Together, they lost 450 billion tonnes of mass, the agency said, citing new data from the Swiss-based World Glacier Monitoring Service (WGMS).
It was the fourth worst year on record, with the worst being in 2023.
- Huge loss over 50 years -
"From 2022-2024, we saw the largest three-year loss of glaciers on record," said Saulo.
Glacier mass loss last year was relatively moderate in regions such as the Canadian Arctic and the peripheral glaciers of Greenland -- but glaciers in Scandinavia, Norway's Svalbard archipelago and North Asia experienced their worst year on record.
Based on a compilation of worldwide observations, the WGMS estimates that glaciers -- separate from the continental ice sheets in Greenland and Antarctica -- have lost more than 9,000 billion tonnes since records began in 1975.
"This is equivalent to a huge ice block of the size of Germany with a thickness of 25 metres," said WGMS director Michael Zemp.
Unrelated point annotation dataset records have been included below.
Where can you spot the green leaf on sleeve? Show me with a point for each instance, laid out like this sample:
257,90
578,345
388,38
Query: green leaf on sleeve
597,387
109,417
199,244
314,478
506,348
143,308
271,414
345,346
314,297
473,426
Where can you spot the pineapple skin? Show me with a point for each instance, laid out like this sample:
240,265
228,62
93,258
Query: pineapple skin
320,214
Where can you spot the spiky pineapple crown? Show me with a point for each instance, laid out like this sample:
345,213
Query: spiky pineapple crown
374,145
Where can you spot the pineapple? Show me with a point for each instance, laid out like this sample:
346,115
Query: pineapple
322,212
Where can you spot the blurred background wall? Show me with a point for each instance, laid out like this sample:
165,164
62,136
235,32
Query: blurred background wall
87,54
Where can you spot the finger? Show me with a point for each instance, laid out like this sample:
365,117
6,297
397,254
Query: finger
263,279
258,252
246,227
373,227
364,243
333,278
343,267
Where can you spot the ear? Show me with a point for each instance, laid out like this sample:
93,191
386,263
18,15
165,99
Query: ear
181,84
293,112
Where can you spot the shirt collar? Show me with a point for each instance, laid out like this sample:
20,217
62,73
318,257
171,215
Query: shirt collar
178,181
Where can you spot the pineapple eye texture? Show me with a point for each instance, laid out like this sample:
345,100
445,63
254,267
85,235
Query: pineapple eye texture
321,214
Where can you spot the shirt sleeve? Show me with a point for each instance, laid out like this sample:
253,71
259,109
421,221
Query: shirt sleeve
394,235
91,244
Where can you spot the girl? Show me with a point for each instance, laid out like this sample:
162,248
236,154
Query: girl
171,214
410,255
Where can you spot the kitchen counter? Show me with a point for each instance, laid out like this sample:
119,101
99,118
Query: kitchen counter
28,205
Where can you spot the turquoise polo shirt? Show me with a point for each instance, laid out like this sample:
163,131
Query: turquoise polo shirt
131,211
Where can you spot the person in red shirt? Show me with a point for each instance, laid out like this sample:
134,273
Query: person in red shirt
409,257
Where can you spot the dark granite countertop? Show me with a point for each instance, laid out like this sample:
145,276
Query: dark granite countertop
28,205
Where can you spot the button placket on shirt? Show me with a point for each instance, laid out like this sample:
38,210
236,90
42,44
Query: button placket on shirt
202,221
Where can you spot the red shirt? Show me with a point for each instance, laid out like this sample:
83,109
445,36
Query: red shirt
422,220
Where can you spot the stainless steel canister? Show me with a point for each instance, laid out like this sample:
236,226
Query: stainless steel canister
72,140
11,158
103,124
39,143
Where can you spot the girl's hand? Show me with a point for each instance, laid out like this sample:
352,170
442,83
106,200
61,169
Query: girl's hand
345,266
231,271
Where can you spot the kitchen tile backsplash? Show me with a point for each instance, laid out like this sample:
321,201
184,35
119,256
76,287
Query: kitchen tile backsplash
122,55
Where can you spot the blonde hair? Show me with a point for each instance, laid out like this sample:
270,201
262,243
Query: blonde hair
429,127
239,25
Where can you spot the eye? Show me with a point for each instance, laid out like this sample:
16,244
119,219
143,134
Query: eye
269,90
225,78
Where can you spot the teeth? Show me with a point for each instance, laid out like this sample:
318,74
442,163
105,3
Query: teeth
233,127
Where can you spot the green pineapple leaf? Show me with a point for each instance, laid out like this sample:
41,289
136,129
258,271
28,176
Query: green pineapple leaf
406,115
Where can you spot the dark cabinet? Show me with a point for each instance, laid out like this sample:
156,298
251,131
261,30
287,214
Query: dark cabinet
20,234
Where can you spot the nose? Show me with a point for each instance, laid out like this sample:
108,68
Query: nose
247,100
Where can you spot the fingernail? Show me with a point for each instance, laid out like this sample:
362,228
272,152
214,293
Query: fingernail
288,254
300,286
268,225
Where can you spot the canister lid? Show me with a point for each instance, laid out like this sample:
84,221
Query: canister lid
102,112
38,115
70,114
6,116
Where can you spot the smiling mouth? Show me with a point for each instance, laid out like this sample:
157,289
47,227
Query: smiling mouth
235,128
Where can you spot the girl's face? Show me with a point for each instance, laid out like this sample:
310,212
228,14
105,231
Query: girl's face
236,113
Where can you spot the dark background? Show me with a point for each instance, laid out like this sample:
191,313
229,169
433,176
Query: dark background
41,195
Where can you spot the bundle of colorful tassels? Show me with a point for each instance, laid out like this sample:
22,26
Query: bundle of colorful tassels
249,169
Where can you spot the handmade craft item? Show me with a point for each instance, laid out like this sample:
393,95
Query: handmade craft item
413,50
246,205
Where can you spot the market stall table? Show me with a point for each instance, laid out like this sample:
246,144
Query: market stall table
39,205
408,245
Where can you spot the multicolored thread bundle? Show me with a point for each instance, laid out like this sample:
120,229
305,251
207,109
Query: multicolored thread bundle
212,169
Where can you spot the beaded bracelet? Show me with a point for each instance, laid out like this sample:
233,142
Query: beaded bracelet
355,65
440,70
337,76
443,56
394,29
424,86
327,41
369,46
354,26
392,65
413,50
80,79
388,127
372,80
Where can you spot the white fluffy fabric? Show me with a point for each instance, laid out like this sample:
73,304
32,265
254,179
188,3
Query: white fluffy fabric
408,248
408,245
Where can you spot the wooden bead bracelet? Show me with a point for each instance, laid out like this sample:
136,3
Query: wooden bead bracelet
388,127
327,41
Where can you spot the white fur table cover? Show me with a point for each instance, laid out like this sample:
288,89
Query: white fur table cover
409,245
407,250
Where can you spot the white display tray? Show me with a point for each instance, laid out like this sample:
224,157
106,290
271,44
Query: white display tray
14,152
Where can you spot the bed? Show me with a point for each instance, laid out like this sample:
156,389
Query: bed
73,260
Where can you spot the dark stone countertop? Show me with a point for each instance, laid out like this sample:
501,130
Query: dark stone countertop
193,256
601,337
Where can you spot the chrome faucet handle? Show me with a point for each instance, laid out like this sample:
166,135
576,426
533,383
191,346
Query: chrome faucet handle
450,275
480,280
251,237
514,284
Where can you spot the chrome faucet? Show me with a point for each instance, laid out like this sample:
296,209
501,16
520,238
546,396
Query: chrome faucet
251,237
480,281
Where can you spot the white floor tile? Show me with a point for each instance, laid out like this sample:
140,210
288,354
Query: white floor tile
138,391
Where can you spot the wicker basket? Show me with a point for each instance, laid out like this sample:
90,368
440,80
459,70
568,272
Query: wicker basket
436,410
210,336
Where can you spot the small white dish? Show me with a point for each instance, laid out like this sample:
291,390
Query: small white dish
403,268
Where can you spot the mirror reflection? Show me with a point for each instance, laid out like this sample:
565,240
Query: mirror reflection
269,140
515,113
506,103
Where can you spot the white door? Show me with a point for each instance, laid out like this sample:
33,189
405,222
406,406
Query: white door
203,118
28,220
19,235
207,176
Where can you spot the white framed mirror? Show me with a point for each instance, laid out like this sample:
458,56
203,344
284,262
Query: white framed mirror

At current rates of melting, many glaciers in western Canada and the United States, Scandinavia, central Europe, the Caucasus, New Zealand "will not survive the 21st century", said the WMO.
The agency said that together with ice sheets, glaciers store around 70 percent of the world's freshwater resources, with high mountain regions acting like the world's water towers. If they disappear, that would threaten water supplies for millions of people downstream.
- 'Ignoring the problem' -
For the UN, the only possible response is to combat global warming by reducing greenhouse gas emissions.
"We can negotiate many things in the end, but we cannot negotiate physical laws like the melting point of ice," said Stefan Uhlenbrook, the WMO's water and cryosphere director.
He declined to comment on the return to office in January of US President Donald Trump, a climate change sceptic who has pulled the United States out of the landmark 2015 Paris climate accords.
However, Uhlenbrook said that "ignoring the problem" of climate change "is maybe convenient for a short period of time", but "that will not help us to get closer to a solution".
For the inaugural World Day for Glaciers, the WGMS named a US glacier as its first Glacier of the Year.
The South Cascade Glacier in Washington state has been monitored continuously since 1952 and provides one of the longest uninterrupted records of glaciological mass balance in the western hemisphere.